Flash Loan Definition in Crypto

A flash loan is a short-lived, uncollateralized crypto loan that starts and ends inside a single blockchain transaction. Smart contracts handle the process from approval to repayment. If the borrowed amount plus the fee is not paid back within that same transaction, the whole thing is canceled, and the chain behaves as if nothing happened. This setup makes default basically impossible because repayment is a condition for the transaction to finalize. Sources at the end.

How a flash loan works

  1. A user or bot calls a flash-loan function on a DeFi protocol that holds a liquidity pool.
  2. The smart contract lends the assets, runs the user’s steps in the same transaction, then checks repayment with fees.
  3. If the repayment checks out, the transaction gets confirmed.

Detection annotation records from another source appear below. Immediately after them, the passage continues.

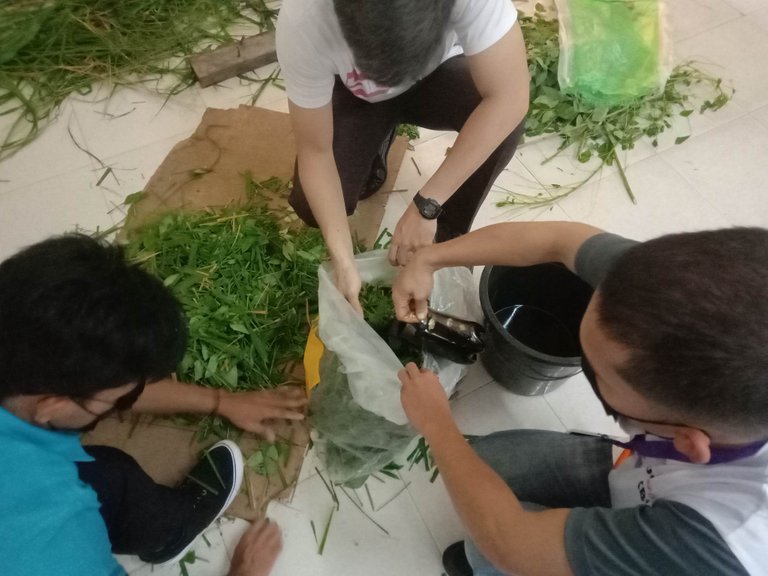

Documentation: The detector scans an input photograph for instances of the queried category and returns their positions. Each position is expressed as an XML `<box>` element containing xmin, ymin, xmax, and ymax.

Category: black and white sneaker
<box><xmin>140</xmin><ymin>440</ymin><xmax>243</xmax><ymax>564</ymax></box>
<box><xmin>443</xmin><ymin>541</ymin><xmax>472</xmax><ymax>576</ymax></box>
<box><xmin>360</xmin><ymin>128</ymin><xmax>397</xmax><ymax>200</ymax></box>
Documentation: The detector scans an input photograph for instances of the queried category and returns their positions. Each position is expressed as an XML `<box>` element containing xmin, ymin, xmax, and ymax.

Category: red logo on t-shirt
<box><xmin>344</xmin><ymin>69</ymin><xmax>389</xmax><ymax>99</ymax></box>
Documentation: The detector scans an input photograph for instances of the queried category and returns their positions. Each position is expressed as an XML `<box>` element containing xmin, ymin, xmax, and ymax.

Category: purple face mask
<box><xmin>581</xmin><ymin>355</ymin><xmax>768</xmax><ymax>464</ymax></box>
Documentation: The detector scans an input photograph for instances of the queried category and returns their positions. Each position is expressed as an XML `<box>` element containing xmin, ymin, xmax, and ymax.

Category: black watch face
<box><xmin>421</xmin><ymin>200</ymin><xmax>440</xmax><ymax>220</ymax></box>
<box><xmin>414</xmin><ymin>196</ymin><xmax>442</xmax><ymax>220</ymax></box>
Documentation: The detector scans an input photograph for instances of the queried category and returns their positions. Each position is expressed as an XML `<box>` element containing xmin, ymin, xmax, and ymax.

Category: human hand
<box><xmin>333</xmin><ymin>261</ymin><xmax>363</xmax><ymax>316</ymax></box>
<box><xmin>392</xmin><ymin>251</ymin><xmax>435</xmax><ymax>322</ymax></box>
<box><xmin>389</xmin><ymin>202</ymin><xmax>437</xmax><ymax>266</ymax></box>
<box><xmin>229</xmin><ymin>518</ymin><xmax>283</xmax><ymax>576</ymax></box>
<box><xmin>218</xmin><ymin>386</ymin><xmax>307</xmax><ymax>442</ymax></box>
<box><xmin>397</xmin><ymin>362</ymin><xmax>453</xmax><ymax>438</ymax></box>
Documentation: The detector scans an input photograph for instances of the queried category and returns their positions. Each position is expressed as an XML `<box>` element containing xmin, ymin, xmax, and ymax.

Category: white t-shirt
<box><xmin>277</xmin><ymin>0</ymin><xmax>517</xmax><ymax>108</ymax></box>
<box><xmin>608</xmin><ymin>438</ymin><xmax>768</xmax><ymax>576</ymax></box>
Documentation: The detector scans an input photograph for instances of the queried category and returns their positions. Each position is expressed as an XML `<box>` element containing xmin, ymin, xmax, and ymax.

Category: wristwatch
<box><xmin>413</xmin><ymin>192</ymin><xmax>443</xmax><ymax>220</ymax></box>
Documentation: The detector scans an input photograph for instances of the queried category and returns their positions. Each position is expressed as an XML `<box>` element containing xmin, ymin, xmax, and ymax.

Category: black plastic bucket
<box><xmin>480</xmin><ymin>262</ymin><xmax>592</xmax><ymax>396</ymax></box>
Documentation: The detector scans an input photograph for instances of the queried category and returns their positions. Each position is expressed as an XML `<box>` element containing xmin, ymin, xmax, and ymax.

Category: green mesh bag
<box><xmin>557</xmin><ymin>0</ymin><xmax>671</xmax><ymax>106</ymax></box>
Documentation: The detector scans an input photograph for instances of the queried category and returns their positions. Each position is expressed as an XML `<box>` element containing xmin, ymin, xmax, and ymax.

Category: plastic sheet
<box><xmin>556</xmin><ymin>0</ymin><xmax>672</xmax><ymax>106</ymax></box>
<box><xmin>310</xmin><ymin>250</ymin><xmax>482</xmax><ymax>486</ymax></box>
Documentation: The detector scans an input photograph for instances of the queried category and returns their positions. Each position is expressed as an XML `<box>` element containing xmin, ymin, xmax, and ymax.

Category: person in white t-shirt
<box><xmin>392</xmin><ymin>222</ymin><xmax>768</xmax><ymax>576</ymax></box>
<box><xmin>277</xmin><ymin>0</ymin><xmax>530</xmax><ymax>310</ymax></box>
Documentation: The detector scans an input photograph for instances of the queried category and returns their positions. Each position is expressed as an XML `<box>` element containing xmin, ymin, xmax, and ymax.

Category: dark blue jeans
<box><xmin>465</xmin><ymin>430</ymin><xmax>613</xmax><ymax>576</ymax></box>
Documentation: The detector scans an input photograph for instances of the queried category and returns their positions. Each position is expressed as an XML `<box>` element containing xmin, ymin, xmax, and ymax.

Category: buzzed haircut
<box><xmin>597</xmin><ymin>228</ymin><xmax>768</xmax><ymax>438</ymax></box>
<box><xmin>0</xmin><ymin>234</ymin><xmax>186</xmax><ymax>399</ymax></box>
<box><xmin>333</xmin><ymin>0</ymin><xmax>454</xmax><ymax>86</ymax></box>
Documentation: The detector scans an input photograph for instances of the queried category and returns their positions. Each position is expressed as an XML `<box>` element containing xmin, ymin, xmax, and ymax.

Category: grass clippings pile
<box><xmin>0</xmin><ymin>0</ymin><xmax>277</xmax><ymax>159</ymax></box>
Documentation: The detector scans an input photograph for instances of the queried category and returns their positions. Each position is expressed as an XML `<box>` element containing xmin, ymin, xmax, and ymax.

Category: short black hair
<box><xmin>0</xmin><ymin>234</ymin><xmax>186</xmax><ymax>399</ymax></box>
<box><xmin>597</xmin><ymin>228</ymin><xmax>768</xmax><ymax>438</ymax></box>
<box><xmin>333</xmin><ymin>0</ymin><xmax>454</xmax><ymax>86</ymax></box>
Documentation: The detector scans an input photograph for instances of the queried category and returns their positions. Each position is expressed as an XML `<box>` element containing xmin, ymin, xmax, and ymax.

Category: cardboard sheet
<box><xmin>83</xmin><ymin>106</ymin><xmax>407</xmax><ymax>520</ymax></box>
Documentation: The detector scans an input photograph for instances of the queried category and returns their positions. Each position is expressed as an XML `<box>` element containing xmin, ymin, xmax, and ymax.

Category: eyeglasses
<box><xmin>581</xmin><ymin>352</ymin><xmax>686</xmax><ymax>426</ymax></box>
<box><xmin>72</xmin><ymin>379</ymin><xmax>146</xmax><ymax>420</ymax></box>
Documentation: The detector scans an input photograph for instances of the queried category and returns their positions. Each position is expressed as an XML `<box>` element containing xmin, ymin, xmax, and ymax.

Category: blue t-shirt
<box><xmin>0</xmin><ymin>408</ymin><xmax>125</xmax><ymax>576</ymax></box>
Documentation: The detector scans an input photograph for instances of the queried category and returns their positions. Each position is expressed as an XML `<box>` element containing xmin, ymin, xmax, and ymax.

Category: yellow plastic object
<box><xmin>304</xmin><ymin>324</ymin><xmax>325</xmax><ymax>396</ymax></box>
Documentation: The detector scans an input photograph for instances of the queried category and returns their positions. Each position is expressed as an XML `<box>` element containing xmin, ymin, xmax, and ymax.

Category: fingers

If not, the transaction reverts, and no funds move.

Because everything is wrapped into one transaction, the timing is tight. Networks finalize blocks in seconds, and the loan must be repaid before finalization, or it is rolled back by design.

Typical use cases

  • Arbitrage: Borrow temporarily to buy an asset where it is cheaper and sell where it is pricier. Profits remain after the loan and fees are repaid in the same transaction.
  • Liquidations: Provide funds to liquidate under-collateralized positions on lending platforms, then repay the loan and keep the liquidation bonus.
  • Collateral swaps and debt moves: Replace one form of collateral with another or move a position between protocols without first closing it out.
  • Creating a temporary leveraged position: Momentarily scale trade size for a specific on-chain strategy, settle, then repay.

Fees and access

Flash loans usually charge a small fee on top of the borrowed amount. Access comes through DeFi protocols that expose flash-loan functions backed by on-chain liquidity pools. There is no credit check or posted collateral because the smart contract handles repayment within the transaction itself.

Risks and known attack patterns

Flash loans are powerful but also add pressure on protocol design. Attackers have used them to quickly borrow large sums and exploit weak points in DeFi apps. A common theme is manipulating prices that a protocol trusts, for example, an unsafe price oracle, to trigger bad trades or faulty liquidations. Robust smart-contract logic, safer oracle designs, and thorough audits help reduce these risks, but any bug can be amplified by the speed and size a flash loan enables.

How flash loans differ from traditional loans

Traditional loans last from months to years, need collateral or credit checks, and rely on legal contracts. Flash loans are enforced by code, need no collateral, and either fully succeed within one transaction or fully fail. Repayment happens immediately, including fees, and there is no concept of partial default inside the chain’s final state.